STORY 3, Part 4

No sooner did I get one part of the quonset cabin swept than another gust would kick up more dirt. But in the evening, as I sat in the doorway with the company of the pale moon in the pale sky and the hills like great peaks of devil's food frosting, I felt better than I had in months, years--ever, maybe. On Easter the dawn was lemon and mango. It's easy to fall in love with desert mornings. Just as the sun poured into the valley, a truck came over the hill. It was the guy from Midway Wells, the one I'd asked directions from months earlier.

"Didn't think I'd see you again," he said, moving right to the point. "Saw you drive by yesterday. Didn't see your car come out. Spent the night." I nodded. He seemed to be narrating just fine. "We'll get the well working for you in no time. Name's Walker Hadley." He got out.

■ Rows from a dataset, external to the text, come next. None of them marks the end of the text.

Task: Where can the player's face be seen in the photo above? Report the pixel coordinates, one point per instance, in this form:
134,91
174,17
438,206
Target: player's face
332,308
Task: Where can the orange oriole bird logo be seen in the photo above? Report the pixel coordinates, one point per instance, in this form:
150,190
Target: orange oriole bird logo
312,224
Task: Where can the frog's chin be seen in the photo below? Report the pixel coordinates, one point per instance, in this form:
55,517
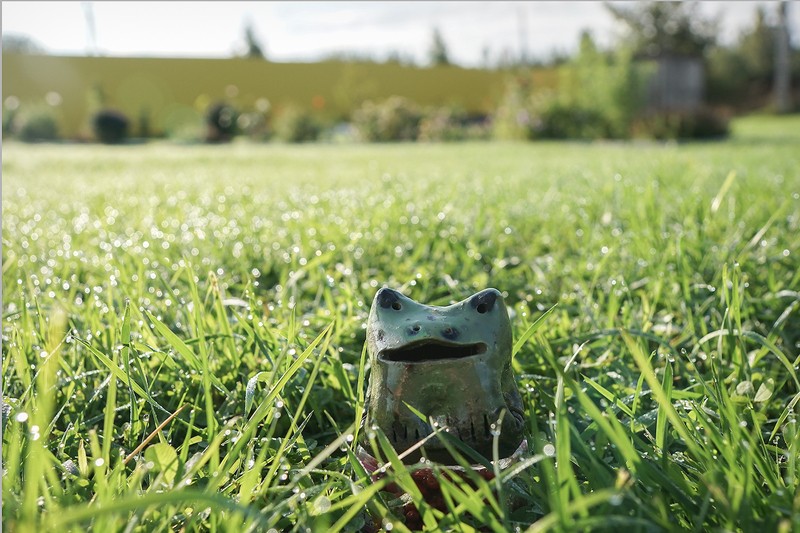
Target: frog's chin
431,350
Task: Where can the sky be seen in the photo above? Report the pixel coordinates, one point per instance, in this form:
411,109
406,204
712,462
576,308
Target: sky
476,33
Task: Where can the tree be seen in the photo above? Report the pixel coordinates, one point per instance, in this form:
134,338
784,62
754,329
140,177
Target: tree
659,28
438,51
782,84
254,48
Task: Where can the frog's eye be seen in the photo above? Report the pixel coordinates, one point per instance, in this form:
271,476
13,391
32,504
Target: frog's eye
483,302
387,298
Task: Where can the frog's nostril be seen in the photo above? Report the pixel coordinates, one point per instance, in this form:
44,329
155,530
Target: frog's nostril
450,333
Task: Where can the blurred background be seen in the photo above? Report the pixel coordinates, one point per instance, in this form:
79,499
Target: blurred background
116,72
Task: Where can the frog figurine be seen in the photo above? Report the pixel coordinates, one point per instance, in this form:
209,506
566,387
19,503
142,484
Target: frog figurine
453,364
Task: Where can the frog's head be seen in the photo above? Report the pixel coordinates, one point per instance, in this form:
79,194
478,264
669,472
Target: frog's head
451,363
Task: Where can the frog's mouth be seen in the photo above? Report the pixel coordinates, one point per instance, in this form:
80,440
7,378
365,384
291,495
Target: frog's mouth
430,350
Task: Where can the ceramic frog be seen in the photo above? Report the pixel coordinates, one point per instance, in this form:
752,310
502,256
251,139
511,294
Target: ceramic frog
451,363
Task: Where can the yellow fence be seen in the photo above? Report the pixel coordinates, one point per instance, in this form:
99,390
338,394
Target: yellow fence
169,91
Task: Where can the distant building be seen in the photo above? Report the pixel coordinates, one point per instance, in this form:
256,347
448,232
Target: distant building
677,84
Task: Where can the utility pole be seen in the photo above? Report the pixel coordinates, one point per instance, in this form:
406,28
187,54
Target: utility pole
523,37
91,32
782,85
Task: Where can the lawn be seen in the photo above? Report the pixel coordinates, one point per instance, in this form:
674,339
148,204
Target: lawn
183,329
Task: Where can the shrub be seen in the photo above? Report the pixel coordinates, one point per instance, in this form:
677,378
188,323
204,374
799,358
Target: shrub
221,122
443,124
705,123
394,119
513,117
110,126
36,123
296,125
560,121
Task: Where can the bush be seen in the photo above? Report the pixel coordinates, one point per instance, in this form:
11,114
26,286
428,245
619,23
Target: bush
443,124
394,119
561,121
296,125
513,118
221,122
36,123
705,123
110,126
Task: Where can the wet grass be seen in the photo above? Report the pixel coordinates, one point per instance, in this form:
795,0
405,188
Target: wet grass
183,329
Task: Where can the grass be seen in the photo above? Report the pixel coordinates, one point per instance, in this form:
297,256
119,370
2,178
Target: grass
183,329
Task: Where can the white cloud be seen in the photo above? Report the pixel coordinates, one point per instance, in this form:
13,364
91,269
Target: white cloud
308,30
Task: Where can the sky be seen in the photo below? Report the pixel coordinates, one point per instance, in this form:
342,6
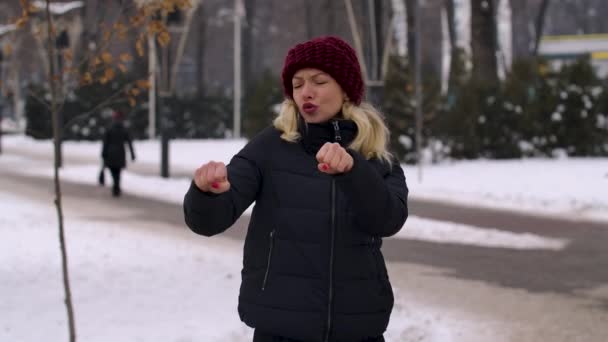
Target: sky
138,280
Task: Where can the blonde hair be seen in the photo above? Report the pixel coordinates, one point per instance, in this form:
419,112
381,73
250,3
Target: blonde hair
372,136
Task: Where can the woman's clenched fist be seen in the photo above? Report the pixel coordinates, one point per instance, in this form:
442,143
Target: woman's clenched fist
334,159
212,177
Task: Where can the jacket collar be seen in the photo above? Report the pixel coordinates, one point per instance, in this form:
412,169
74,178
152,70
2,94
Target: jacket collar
315,135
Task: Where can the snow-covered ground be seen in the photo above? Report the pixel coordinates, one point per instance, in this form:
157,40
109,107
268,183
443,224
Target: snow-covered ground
131,285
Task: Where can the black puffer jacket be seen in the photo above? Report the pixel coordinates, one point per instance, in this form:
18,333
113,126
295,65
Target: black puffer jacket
312,266
113,148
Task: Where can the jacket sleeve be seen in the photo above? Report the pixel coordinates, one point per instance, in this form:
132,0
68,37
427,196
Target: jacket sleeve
210,214
379,201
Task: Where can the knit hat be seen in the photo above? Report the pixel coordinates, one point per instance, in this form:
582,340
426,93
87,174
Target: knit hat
331,55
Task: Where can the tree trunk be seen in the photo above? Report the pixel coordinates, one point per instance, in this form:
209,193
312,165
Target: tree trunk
57,127
520,23
455,52
539,24
200,51
330,12
483,40
410,8
308,17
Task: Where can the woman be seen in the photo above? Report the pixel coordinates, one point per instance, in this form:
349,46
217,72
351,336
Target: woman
113,150
326,192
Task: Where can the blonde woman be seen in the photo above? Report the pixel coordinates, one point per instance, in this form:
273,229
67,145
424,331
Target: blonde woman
326,192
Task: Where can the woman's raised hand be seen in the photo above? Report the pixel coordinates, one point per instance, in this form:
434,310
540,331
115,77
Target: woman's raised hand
212,177
334,159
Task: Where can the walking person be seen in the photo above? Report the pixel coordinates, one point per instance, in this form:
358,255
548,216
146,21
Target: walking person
326,192
113,150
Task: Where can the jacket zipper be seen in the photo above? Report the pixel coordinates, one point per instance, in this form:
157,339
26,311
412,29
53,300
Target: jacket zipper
331,259
337,138
269,260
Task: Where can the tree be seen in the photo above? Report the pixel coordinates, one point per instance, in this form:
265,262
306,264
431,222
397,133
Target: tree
97,65
539,24
484,40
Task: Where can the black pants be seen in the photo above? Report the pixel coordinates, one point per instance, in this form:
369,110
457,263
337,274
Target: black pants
259,336
115,171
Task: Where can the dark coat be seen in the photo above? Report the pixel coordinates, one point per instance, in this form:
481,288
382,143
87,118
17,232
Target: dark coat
113,148
312,260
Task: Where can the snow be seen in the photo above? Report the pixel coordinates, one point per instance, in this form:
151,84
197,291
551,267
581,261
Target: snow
134,283
7,28
59,8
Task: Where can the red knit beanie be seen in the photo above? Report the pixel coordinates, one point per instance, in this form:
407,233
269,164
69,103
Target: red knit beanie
331,55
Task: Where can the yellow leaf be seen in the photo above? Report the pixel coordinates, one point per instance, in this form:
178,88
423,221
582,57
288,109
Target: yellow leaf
8,50
143,84
163,38
137,20
106,57
21,22
135,92
67,54
87,78
156,26
125,57
109,74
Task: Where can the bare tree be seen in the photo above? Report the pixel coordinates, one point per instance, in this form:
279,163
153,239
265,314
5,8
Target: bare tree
539,24
484,40
99,68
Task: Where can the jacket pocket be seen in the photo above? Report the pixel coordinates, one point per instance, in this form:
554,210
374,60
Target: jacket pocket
269,260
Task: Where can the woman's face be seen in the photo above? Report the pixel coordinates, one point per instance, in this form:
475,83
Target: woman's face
318,96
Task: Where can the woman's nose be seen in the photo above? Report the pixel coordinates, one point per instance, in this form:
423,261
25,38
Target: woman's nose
307,91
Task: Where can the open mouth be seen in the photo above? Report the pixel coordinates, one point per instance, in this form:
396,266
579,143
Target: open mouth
309,108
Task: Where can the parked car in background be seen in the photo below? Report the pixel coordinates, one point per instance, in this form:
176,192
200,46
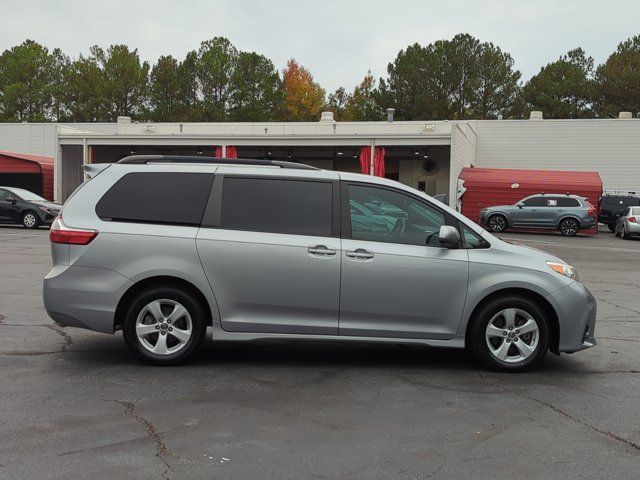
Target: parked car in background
612,207
22,207
628,224
567,213
266,249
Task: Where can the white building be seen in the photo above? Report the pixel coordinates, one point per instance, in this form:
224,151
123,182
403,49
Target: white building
424,154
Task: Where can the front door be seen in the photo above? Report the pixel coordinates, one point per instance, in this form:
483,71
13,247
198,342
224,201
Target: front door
397,280
273,262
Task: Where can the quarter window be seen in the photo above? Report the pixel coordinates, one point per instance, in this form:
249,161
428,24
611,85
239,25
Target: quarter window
381,215
295,207
157,197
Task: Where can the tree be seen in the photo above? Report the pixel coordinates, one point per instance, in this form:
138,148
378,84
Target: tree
361,104
455,79
83,95
562,89
217,59
256,89
30,80
303,97
164,90
618,80
337,103
124,85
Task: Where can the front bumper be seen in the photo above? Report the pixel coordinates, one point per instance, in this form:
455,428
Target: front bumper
84,297
577,310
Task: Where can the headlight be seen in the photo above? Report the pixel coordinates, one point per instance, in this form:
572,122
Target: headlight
564,269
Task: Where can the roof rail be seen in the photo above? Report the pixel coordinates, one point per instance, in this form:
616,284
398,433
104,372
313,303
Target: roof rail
144,159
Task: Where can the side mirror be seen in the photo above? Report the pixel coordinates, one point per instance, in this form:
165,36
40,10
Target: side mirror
449,237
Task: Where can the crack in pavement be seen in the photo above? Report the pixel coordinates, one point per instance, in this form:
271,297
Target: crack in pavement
619,306
567,415
67,340
162,450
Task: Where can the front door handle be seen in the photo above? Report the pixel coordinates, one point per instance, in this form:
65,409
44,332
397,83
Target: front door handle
321,250
360,253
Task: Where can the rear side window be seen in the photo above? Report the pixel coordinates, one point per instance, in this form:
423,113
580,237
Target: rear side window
295,207
158,197
568,202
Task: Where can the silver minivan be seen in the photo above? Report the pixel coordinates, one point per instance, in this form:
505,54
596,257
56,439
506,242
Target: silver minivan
164,247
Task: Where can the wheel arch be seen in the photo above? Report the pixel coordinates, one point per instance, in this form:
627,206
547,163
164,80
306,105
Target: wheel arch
554,324
169,280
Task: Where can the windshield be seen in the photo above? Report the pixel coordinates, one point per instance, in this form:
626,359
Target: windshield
26,195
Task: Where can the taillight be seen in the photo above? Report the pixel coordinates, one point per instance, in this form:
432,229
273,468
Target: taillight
60,233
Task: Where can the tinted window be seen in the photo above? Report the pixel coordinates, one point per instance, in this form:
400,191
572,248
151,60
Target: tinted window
535,202
392,217
171,198
295,207
568,202
472,239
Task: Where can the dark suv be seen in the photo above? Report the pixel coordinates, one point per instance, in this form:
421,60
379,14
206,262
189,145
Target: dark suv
20,206
612,206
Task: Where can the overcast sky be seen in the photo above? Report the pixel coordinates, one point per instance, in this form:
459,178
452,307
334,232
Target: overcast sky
338,41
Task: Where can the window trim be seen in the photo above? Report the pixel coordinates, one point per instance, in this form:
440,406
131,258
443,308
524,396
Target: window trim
212,217
151,222
346,211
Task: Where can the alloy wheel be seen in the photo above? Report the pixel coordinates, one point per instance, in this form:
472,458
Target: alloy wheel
512,335
164,327
497,223
569,227
29,220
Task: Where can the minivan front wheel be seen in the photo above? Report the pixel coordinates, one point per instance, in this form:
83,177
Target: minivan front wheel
164,325
497,223
569,227
509,334
30,220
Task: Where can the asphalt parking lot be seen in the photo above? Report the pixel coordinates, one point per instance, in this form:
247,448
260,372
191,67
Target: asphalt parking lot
75,404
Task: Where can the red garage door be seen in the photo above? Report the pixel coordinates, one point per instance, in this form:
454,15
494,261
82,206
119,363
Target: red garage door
486,187
32,172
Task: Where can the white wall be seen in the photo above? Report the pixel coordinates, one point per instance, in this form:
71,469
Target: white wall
463,154
608,146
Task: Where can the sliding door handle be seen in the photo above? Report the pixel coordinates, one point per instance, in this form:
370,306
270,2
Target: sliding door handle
360,253
321,250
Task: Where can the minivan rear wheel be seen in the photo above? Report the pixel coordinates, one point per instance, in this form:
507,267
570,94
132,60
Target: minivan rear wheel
509,334
164,325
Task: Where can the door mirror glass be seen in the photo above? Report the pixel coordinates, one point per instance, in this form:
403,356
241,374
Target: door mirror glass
449,236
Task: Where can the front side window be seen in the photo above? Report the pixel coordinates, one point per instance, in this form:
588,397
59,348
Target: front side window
534,202
568,202
157,197
295,207
381,215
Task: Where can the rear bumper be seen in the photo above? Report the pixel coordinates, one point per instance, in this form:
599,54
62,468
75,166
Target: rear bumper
577,310
84,297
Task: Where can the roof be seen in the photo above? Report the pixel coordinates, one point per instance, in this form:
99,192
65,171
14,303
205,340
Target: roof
557,179
31,158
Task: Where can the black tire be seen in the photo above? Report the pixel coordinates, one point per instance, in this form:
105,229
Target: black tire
477,341
167,293
30,220
569,227
497,223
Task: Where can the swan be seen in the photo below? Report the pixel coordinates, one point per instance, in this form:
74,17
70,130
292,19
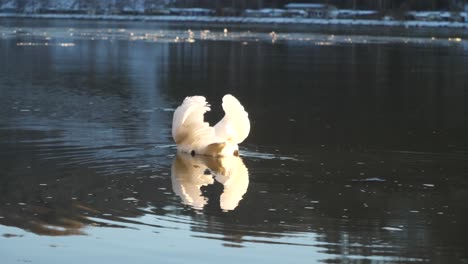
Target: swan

"I'm Gerogia.  Georgia Summers," I said. For no reason I could figure, I had given him only my maiden name.

"We're just about related," he observed. "Your Aunt Ruth die?"

"No." He seemed to know that, though. That's the way it is out here, I thought, no one around so folks keep careful track of the ones who used to be.

"No, she's in good health." He seemed younger than the last time I had seen him, in his late fifties, back like a turtle, too, and arms and face weathered. The Clinique girl would have her work cut out on his make-over.